Re: [RFC PATCH V2 4/4] Utilize the vmx preemption timer for tsc deadline timer

yunhong jiang <yunhong.jiang@xxxxxxxxxxxxxxx> · Wed, 25 May 2016 15:44:20 -0700

On Wed, 25 May 2016 13:52:56 +0200
Paolo Bonzini <pbonzini@xxxxxxxxxx> wrote:

> 
> 
> On 25/05/2016 00:27, Yunhong Jiang wrote:
> > From: Yunhong Jiang <yunhong.jiang@xxxxxxxxx>
> > 
> > Utilizing the VMX preemption timer for tsc deadline timer
> > virtualization. The VMX preemption timer is armed when the vCPU is
> > running, and a VMExit will happen if the virtual TSC deadline timer
> > expires.
> > 
> > When the vCPU thread is scheduled out, the tsc deadline timer
> > virtualization will be switched to use the current solution, i.e.
> > use the timer for it. It's switched back to VMX preemption timer
> > when the vCPU thread is scheduled int.
> > 
> > This solution avoids the complex OS's hrtimer system, and also the
> > host timer interrupt handling cost, with a preemption_timer VMexit.
> > It fits well for some NFV usage scenario, when the vCPU is bound to
> > a pCPU and the pCPU is isolated, or some similar scenario.
> > 
> > However, it possibly has impact if the vCPU thread is scheduled
> > in/out very frequently, because it switches from/to the hrtimer
> > emulation a lot.
> > 
> > Signed-off-by: Yunhong Jiang <yunhong.jiang@xxxxxxxxx>
> > ---
> >  arch/x86/kvm/lapic.c | 97
> > ++++++++++++++++++++++++++++++++++++++++++++++++++--
> > arch/x86/kvm/lapic.h | 11 ++++++ arch/x86/kvm/trace.h | 22
> > ++++++++++++ arch/x86/kvm/vmx.c   |  8 +++++
> >  arch/x86/kvm/x86.c   |  4 +++
> >  5 files changed, 139 insertions(+), 3 deletions(-)
> 
> Thanks, this looks very nice.
> 
> As I mentioned in my reply to Marcelo, I have some more changes in
> mind to reduce the overhead.  This way we can enable it
> unconditionally (on processors that do not have the erratum).   In
> particular:
> 
> 1) While a virtual machine is scheduled out due to contention, you
> don't care if the timer fires.  You can fire the timer immediately

I'm not very sure if this statement applies to all situation, but I can't think
out any exception. So sure, I will work this way.

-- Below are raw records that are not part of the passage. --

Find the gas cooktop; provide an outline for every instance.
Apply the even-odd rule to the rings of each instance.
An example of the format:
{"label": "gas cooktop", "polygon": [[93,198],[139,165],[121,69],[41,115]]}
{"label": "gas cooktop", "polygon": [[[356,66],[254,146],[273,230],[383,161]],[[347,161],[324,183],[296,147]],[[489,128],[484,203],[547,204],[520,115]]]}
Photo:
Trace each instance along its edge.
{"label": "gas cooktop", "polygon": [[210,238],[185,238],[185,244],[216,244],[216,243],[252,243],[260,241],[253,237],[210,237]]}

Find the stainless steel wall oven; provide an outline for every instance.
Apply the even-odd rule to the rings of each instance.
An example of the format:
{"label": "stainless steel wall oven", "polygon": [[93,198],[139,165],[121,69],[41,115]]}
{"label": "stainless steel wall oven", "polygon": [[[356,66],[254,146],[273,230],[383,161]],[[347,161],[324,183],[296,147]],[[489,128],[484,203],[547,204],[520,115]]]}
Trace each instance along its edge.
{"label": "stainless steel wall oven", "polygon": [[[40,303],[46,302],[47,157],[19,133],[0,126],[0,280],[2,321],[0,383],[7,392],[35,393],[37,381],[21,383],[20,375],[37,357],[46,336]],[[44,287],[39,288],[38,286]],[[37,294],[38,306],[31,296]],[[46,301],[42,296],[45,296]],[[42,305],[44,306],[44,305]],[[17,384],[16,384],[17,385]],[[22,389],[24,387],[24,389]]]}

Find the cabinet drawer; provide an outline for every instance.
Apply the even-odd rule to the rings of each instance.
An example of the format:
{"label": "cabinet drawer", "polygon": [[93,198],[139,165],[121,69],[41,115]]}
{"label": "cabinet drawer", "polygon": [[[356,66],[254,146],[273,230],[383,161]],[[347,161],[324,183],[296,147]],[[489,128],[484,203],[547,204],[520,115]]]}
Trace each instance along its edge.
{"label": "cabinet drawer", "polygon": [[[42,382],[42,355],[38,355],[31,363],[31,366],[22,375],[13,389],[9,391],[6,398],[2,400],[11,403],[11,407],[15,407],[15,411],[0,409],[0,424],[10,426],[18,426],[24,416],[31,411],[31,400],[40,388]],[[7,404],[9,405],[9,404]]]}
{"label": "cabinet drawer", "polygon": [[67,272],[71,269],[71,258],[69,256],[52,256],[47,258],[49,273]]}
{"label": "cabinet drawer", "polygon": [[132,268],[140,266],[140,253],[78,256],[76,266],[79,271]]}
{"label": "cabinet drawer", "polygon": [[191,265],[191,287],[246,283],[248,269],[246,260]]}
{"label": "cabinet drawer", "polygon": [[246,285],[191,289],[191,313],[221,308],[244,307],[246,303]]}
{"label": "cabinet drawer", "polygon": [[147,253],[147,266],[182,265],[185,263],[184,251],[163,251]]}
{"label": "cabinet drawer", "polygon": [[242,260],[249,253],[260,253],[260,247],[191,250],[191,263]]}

> after the next vmentry.  You only need to set a timer during HLT.
> So, rather than sched_out/sched_in, you can start and stop the hrtimer
> in vmx_pre_block and vmx_post_block.  You probably should rename what
> is now vmx_pre_block and vmx_post_block to something like
> pi_pre_block and pi_post_block, so that vmx_pre_block and
> vmx_post_block are like
> 
> 	if (pi_pre_block(vcpu))
> 		return 1;
> 	if (have preemption timer) {
> 		kvm_lapic_switch_to_sw_timer(vcpu);
> 
> and
> 
> 	if (have preemption timer)
> 		kvm_lapic_switch_to_hv_timer(vcpu);
> 	pi_post_block(vcpu);
> 
> respectively.
> 
> You'll also need to check whether the deadlock in
> switch_to_sw_lapic_timer is still possible.  Hopefully not---if so,
> simpler code! :)

Hmm, the deadlock should not happen here, but I will try and see.

> 
> 2) if possible, I would like to remove kvm_lapic_arm_hv_timer.
> Instead, make switch_to_hv_lapic_timer and start_apic_timer can call
> kvm_x86_ops->set_hv_timer, passing the desired *guest* TSC.
> set_hv_timer can convert the guest TSC to a host TSC and save the
> desired host TSC in struct vmx_vcpu.  vcpu_run checks if there is a
> TSC deadline and, if so, writes the delta into
> VMX_PREEMPTION_TIMER_VALUE. set_hv_timer/cancel_hv_timer only write
> to PIN_BASED_VM_EXEC_CONTROL.
> 
> Besides making vcpu_run faster, I think that with this change the
> distinction between HV_TIMER_NEEDS_ARMING and HV_TIMER_ARMED
> disappears, and struct kvm_lapic can simply have a bool
> hv_timer_in_use.  Again, it might actually end up making the code
> simpler, especially the interface between lapic.c and vmx.c.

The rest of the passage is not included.